$f\in L^2(\mathbb{R})$ is absolutely continuous and $f' \in L^2(\mathbb{R})$ if and only if $\int |y\hat{f}(y)|^2dy<\infty$

Question

This comes from Walter Rudin's Functional Analysis p. 388, exercise 21(c):

But the domain I found on Engel's One-Parameter Semigroups for Linear Evolution Equations p. 66 is $$ D(A)=\{f\in L^2(\mathbb{R}):f \text{ is absolutely continuous, } f' \in L^2(\mathbb{R})\} $$

If both of them are right, then we shall also have $D(A)=\{f \in L^2(\mathbb{R}):\int|y\hat{f}(y)|^2dy<\infty\}$, i.e. Rudin's condition $\iff$ Engel's condition. But how do we prove it? I think it makes sense in one direction because we have $iy\hat{f}(y) = \hat{f'}(y)$. So Rudin was saying that $f' \in L^2$, and it is somewhat clear that Engel's version implies Rudin's version. But given Rudin's condition, how can we tell that $f$ is absolutely continuous (or less rigoursly, is $f$ differentiable under this condition)?
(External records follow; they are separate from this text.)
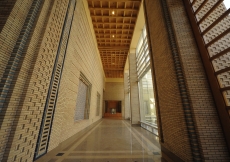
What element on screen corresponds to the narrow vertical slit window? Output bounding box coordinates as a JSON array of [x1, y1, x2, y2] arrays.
[[96, 92, 101, 116], [75, 73, 92, 121], [136, 27, 158, 135]]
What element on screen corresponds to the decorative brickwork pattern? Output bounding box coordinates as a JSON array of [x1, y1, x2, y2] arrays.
[[48, 0, 104, 151], [0, 0, 68, 161], [0, 0, 16, 32], [168, 0, 229, 161], [35, 0, 76, 158], [0, 0, 32, 87], [193, 0, 230, 106]]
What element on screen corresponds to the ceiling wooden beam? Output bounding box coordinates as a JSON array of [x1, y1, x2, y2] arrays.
[[98, 46, 129, 50], [95, 33, 133, 37], [91, 15, 137, 19], [97, 38, 131, 41], [104, 67, 124, 71], [97, 41, 130, 46], [89, 7, 138, 12], [93, 21, 135, 26], [88, 0, 141, 2], [94, 28, 133, 31]]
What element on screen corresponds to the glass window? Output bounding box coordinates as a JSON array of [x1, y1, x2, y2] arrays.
[[96, 92, 101, 116], [139, 70, 157, 127], [74, 73, 91, 121]]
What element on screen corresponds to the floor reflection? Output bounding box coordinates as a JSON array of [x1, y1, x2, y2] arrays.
[[36, 119, 161, 162]]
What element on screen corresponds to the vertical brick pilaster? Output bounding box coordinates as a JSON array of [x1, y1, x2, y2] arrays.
[[129, 53, 141, 124], [124, 72, 130, 119]]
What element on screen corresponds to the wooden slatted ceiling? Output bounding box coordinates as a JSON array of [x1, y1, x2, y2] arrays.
[[88, 0, 141, 78]]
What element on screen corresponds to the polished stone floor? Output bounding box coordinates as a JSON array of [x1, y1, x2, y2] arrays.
[[36, 119, 161, 162]]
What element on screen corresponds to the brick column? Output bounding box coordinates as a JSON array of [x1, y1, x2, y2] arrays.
[[124, 71, 130, 119], [145, 0, 229, 162], [129, 53, 140, 125]]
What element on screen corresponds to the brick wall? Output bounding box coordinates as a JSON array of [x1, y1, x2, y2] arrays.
[[146, 0, 229, 161], [2, 0, 68, 161], [168, 0, 229, 161], [0, 0, 32, 83], [104, 82, 125, 118], [145, 0, 192, 161], [48, 0, 104, 151], [124, 72, 130, 119]]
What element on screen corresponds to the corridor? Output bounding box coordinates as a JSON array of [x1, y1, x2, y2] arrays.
[[36, 119, 161, 162]]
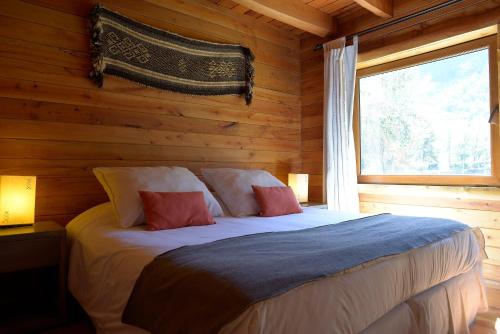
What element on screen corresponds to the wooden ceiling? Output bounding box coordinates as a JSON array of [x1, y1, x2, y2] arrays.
[[210, 0, 390, 37]]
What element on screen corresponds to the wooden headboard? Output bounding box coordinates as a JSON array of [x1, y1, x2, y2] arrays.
[[0, 0, 301, 224]]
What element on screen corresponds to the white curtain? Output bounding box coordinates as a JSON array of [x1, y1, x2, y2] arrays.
[[323, 37, 359, 212]]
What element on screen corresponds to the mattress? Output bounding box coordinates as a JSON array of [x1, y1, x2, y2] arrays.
[[67, 203, 482, 334]]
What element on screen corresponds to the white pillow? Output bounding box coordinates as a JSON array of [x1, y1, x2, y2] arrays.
[[201, 168, 286, 217], [93, 167, 223, 227]]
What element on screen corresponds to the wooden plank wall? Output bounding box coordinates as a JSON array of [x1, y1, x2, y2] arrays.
[[0, 0, 301, 224], [300, 0, 500, 281]]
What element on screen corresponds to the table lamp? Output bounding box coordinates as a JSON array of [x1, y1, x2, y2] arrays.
[[288, 173, 309, 203], [0, 175, 36, 227]]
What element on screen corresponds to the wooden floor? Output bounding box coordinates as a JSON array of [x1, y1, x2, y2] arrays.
[[41, 281, 500, 334]]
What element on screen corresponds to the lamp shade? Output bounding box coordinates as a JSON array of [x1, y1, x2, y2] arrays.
[[0, 175, 36, 226], [288, 173, 309, 203]]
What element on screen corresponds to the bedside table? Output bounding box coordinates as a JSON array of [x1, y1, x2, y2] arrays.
[[300, 202, 328, 209], [0, 221, 67, 333]]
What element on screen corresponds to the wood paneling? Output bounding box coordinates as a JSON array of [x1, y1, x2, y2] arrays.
[[301, 0, 500, 281], [300, 0, 500, 201], [0, 0, 301, 224]]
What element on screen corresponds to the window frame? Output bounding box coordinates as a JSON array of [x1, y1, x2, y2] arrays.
[[353, 35, 500, 186]]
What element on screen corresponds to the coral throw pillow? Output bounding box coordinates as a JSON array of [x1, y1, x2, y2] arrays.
[[139, 191, 215, 231], [252, 185, 302, 217]]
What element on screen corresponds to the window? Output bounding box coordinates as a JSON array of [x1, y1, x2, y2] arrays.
[[356, 38, 499, 188]]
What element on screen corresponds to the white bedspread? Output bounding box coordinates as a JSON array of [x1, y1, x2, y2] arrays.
[[67, 203, 363, 334]]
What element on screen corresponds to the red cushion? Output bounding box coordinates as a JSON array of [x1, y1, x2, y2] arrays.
[[252, 186, 302, 217], [139, 191, 215, 231]]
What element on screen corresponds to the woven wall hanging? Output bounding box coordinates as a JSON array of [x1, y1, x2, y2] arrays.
[[90, 5, 254, 104]]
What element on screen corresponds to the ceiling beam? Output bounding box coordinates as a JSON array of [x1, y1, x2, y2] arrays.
[[233, 0, 336, 37], [354, 0, 393, 18]]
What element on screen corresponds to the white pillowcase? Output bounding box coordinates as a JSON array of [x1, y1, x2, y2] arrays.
[[201, 168, 286, 217], [93, 167, 223, 227]]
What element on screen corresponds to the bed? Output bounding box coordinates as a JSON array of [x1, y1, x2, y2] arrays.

I guess I could find related theories on some Fourier analysis book but failed.

Answer 1

As you wrote yourself, it is quite easy to see that Rudin's condition implies $f'\in L^2(\mathbb{R})$. Now if $f'\in L^2(\mathbb{R})$, you can define $g(t)=\int_{[0,t]}f'(t)\text{d} t$ and you have $g=f+c$ a.e. for some constant $c\in\mathbb{C}$ (see e.g. Does fundamental theorem of calculus hold for weakly differentiable function?). Now $g$ is clearly continuous by the dominated convergence theorem, so we may represent the class $f$ by a continuous function as well. Furhtermore, you actually have for any pairwise disjoint sequence of sub-intervals $(x_k,y_k)$ by Cauchy-Schwarz $$\sum_k \lvert f(y_k)-f(x_k)\rvert=\sum_k\lvert g(y_k)-g(x_k)\rvert=\sum_k\left\lvert \int_{[x_k,y_k]}f'(s)\text{d} s \right\rvert\leq\sum_k\int_{[x_k,y_k]}\left\lvert f'(s)\right\rvert\text{d} s \leq \lVert f'\rVert_2 \left(\sum_k(y_k-x_k)\right)^{1/2}. $$ This shows that $f$ is absolutely continuous.